Repórter (especial para a Lupa) | Rio de Janeiro | lupa@lupa.news
07.jul.2021 | 16h33 |

Circula no WhatsApp um vídeo no qual uma criança segura um livro ilustrado sobre educação sexual. Na gravação, dois adultos narradores mostram a capa e as páginas da obra, intitulada Aparelho Sexual e Cia, e afirmam que o exemplar pertencia a um senhor cujo filho teria recebido essa “cartilha” no colégio — o nome da escola não é citado em nenhum momento. Ao folhear as páginas e ler alguns trechos, os autores sugerem que isso seria uma prova para quem não acreditava que o livro existia. A gravação é acompanhada do letreiro “seja sincero… Bolsonaro estava errado?” Por WhatsApp, leitores da Lupa sugeriram que esse conteúdo fosse analisado. Confira a seguir o trabalho de verificação​:

“Encontramos um senhor que tem essa cartilha. O filho dele recebeu no colégio. Para quem achou que era mentira: é um ‘guia inusitado para crianças descoladas’ (…). Aqui ó, o menino pode gostar de outro menino, uma menina pode gostar de outra menina. Tem coisas piores ainda (…). Para quem não acredita (…), eu tive a oportunidade de ver (…)”

Conteúdo de vídeo que circula em grupos de WhatsApp

FALSO

A informação analisada pela Lupa é falsa. O livro Aparelho Sexual e Cia, mostrado no vídeo, nunca foi distribuído em escolas da rede pública do país. Por email, a assessoria de imprensa do Ministério da Educação (MEC) confirmou que nunca adquiriu esse livro para o Fundo Nacional de Desenvolvimento da Educação. Além disso, o vídeo é antigo.

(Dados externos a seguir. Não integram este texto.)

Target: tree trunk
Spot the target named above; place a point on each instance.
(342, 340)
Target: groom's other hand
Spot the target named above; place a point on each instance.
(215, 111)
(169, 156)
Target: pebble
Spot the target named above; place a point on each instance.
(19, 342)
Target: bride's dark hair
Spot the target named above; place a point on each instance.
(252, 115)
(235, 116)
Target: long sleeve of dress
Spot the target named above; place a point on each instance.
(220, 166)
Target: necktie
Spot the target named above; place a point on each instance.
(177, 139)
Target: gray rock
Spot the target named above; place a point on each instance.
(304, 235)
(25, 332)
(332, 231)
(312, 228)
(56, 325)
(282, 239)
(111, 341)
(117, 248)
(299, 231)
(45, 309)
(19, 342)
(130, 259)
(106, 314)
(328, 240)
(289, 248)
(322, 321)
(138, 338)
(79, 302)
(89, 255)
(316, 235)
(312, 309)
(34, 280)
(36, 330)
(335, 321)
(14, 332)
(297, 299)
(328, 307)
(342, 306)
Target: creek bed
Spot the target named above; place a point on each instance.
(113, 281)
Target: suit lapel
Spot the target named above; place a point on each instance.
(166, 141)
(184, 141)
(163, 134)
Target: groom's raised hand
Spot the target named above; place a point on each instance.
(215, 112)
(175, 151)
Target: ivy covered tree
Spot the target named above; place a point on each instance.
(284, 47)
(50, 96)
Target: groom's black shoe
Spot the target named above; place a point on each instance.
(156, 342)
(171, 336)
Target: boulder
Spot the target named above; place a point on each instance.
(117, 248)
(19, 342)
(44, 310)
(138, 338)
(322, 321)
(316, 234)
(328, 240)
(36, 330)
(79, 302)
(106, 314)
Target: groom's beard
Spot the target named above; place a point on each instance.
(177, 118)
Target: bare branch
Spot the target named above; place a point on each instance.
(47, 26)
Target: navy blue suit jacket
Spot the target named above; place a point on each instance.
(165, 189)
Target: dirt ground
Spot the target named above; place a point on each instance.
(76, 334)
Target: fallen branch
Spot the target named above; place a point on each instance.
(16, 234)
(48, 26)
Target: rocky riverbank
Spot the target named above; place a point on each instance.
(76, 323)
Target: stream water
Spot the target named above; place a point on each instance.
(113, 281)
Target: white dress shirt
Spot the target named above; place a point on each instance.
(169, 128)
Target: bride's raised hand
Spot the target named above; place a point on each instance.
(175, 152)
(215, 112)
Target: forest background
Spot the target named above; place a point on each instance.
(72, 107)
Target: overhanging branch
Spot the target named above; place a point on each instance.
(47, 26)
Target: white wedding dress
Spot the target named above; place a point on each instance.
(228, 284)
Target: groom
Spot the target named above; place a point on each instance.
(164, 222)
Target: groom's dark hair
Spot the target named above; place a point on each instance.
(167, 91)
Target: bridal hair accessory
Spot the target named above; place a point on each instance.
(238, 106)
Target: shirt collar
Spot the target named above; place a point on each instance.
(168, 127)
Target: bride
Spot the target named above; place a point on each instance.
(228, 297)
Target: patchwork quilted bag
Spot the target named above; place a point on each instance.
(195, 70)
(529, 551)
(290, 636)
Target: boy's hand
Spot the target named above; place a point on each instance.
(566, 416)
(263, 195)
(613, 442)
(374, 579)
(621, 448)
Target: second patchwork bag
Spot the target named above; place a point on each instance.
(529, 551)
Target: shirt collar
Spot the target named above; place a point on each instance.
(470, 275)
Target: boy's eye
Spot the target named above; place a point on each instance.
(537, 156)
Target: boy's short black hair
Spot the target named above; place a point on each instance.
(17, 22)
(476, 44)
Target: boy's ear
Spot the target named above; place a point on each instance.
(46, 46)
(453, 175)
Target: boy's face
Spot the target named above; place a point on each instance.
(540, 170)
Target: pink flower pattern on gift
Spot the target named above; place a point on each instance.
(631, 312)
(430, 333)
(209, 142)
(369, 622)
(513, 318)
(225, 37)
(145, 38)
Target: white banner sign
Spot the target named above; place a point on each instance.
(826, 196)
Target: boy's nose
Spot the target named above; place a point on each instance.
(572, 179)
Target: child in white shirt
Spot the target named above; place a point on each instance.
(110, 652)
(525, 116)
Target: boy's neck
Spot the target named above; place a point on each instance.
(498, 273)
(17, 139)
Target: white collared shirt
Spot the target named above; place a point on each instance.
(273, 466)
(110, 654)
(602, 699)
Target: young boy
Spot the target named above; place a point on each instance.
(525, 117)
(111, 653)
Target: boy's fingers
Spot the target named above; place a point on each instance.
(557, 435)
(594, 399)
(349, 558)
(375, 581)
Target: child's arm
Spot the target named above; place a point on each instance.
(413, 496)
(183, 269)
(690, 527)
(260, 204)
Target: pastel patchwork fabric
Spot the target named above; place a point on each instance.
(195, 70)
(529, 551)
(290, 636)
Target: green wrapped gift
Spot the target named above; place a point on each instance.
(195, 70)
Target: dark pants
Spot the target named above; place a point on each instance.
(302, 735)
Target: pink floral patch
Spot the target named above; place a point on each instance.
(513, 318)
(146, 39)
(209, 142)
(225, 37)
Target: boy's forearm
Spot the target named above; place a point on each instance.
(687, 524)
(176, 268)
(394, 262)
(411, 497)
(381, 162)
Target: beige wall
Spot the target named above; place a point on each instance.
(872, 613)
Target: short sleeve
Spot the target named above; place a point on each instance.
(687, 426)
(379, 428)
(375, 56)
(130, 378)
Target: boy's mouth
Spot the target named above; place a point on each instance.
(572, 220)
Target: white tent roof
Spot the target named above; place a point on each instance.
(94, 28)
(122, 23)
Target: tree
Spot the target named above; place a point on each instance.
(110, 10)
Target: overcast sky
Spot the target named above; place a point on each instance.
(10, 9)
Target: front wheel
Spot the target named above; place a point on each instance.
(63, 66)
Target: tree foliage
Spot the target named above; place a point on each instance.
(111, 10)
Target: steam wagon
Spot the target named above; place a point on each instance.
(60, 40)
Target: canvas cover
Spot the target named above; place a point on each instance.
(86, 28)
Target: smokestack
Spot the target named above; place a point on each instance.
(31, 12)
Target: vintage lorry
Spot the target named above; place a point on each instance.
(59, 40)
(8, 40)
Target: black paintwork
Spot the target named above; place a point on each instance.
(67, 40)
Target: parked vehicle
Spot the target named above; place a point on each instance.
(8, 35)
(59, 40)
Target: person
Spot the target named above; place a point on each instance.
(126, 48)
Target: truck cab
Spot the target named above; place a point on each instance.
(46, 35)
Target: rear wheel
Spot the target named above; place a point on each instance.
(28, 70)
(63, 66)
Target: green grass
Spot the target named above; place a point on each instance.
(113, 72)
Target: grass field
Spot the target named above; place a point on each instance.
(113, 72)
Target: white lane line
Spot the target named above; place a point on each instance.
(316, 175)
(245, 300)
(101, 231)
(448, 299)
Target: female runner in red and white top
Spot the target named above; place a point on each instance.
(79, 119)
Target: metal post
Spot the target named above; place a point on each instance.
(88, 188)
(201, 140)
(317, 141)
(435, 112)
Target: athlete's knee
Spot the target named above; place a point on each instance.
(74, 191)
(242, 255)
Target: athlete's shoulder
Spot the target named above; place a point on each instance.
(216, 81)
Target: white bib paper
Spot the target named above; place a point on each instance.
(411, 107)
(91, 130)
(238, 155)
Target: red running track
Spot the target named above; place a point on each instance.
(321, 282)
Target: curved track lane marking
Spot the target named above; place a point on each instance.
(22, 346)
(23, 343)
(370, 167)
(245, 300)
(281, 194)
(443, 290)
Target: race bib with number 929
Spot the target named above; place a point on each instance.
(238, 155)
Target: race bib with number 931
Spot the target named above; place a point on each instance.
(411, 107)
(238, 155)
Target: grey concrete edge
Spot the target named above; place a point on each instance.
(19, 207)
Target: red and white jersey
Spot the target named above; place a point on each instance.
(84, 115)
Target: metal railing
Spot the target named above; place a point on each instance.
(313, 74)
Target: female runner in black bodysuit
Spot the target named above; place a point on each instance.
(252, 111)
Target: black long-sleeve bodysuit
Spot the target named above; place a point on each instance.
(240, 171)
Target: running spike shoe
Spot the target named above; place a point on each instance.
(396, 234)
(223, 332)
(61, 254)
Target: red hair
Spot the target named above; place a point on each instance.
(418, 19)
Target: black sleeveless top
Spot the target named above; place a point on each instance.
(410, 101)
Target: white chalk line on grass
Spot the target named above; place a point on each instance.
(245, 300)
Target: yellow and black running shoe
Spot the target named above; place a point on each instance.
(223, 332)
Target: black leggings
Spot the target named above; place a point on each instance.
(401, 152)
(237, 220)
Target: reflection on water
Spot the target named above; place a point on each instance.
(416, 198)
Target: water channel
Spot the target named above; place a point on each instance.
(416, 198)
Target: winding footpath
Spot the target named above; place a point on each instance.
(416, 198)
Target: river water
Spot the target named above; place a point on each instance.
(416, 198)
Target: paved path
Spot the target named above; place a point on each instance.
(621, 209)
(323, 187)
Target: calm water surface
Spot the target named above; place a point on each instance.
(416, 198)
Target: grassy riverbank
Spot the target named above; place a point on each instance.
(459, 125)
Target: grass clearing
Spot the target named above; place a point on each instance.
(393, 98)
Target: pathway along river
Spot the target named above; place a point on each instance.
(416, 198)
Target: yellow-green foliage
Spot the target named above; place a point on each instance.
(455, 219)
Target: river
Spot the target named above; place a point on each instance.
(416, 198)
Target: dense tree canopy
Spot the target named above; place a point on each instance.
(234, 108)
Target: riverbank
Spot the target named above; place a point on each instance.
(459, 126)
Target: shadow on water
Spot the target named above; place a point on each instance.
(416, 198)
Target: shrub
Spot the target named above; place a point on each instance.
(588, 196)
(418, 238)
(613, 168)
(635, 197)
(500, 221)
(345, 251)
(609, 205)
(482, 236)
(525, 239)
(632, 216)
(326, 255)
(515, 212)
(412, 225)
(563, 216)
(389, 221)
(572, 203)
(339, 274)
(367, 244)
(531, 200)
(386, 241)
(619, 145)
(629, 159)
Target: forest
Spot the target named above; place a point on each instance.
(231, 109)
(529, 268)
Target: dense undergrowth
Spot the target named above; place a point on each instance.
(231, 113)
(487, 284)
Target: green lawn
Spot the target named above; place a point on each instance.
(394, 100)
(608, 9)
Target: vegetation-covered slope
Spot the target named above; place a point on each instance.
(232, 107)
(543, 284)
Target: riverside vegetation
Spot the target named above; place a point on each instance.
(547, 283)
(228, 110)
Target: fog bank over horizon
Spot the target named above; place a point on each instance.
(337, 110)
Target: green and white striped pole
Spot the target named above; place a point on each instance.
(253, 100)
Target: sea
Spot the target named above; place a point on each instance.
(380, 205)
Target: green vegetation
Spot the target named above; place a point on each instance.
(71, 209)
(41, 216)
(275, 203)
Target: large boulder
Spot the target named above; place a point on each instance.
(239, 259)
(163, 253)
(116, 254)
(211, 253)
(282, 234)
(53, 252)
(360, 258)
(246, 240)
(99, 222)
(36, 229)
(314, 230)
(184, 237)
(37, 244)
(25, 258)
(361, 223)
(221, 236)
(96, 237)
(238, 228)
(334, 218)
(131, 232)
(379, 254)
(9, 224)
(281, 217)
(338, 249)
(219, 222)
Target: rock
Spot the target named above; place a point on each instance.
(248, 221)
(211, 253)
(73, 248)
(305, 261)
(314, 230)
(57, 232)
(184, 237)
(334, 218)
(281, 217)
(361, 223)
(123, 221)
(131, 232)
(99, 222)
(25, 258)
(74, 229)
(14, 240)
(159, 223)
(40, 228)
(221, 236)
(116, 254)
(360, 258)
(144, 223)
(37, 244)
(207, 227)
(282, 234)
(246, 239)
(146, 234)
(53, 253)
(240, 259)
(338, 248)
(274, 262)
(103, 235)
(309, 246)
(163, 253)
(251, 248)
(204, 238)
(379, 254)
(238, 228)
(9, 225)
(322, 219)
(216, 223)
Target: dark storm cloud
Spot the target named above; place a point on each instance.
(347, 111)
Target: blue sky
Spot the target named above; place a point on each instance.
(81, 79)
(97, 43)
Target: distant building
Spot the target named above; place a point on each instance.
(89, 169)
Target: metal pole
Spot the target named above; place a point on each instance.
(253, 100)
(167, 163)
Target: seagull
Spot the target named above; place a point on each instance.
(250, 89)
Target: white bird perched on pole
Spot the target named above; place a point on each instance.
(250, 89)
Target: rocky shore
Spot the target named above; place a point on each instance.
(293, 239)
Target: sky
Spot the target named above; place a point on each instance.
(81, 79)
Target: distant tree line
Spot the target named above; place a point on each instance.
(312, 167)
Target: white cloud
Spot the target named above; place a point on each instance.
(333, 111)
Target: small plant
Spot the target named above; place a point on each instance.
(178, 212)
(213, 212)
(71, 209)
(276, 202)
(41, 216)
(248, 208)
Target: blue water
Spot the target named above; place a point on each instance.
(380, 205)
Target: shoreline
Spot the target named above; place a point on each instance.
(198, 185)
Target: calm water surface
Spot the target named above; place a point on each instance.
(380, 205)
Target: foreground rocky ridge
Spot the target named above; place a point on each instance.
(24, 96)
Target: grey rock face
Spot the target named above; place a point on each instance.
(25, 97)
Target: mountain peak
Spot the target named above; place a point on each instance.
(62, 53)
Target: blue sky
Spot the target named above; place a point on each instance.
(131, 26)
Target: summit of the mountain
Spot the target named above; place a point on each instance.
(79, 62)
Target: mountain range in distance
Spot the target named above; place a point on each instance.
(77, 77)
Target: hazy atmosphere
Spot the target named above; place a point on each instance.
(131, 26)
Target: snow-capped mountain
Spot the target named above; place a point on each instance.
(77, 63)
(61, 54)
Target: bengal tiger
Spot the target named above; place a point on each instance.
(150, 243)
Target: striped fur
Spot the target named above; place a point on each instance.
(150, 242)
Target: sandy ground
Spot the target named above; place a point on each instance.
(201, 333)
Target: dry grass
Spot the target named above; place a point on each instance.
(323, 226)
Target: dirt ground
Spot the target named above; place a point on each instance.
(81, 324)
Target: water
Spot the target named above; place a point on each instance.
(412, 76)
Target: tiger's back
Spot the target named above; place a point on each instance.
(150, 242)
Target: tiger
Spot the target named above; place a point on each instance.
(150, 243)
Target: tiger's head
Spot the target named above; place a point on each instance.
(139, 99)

A mesma gravação já havia sido compartilhada em correntes de WhatsApp em 2018 e desmentida na época. 

Em 2018, o livro foi o centro de pelo menos duas polêmicas provocadas pelo então candidato à presidência Jair Bolsonaro (sem partido). Em 28 de agosto daquele ano, Bolsonaro mostrou um exemplar durante entrevista ao Jornal Nacional e afirmou, sem provas, que a obra era parte de um “kit gay” e que tinha sido comprado pelo MEC para ser distribuído nas escolas públicas — o que não é verdade. Bolsonaro foi desmentido na época pelo próprio MEC e pela Companhia das Letras, editora pela qual o livro foi publicado no Brasil.

Ainda em 2018, em outubro, o Tribunal Superior Eleitoral (TSE) determinou que fossem suspensos os links de sites e de redes sociais com a expressão “kit gay” usados pela campanha de Bolsonaro, à época candidato pelo PSL. Depois da entrevista ao Jornal Nacional daquele ano, o político falou sobre o assunto em suas redes sociais diversas vezes e usou o tema para atacar o adversário, o então candidato à presidência Fernando Haddad (PT). Na ocasião, ele afirmava que o livro era “coisa do PT” e que a obra tinha sido distribuída quando Haddad era ministro da Educação. 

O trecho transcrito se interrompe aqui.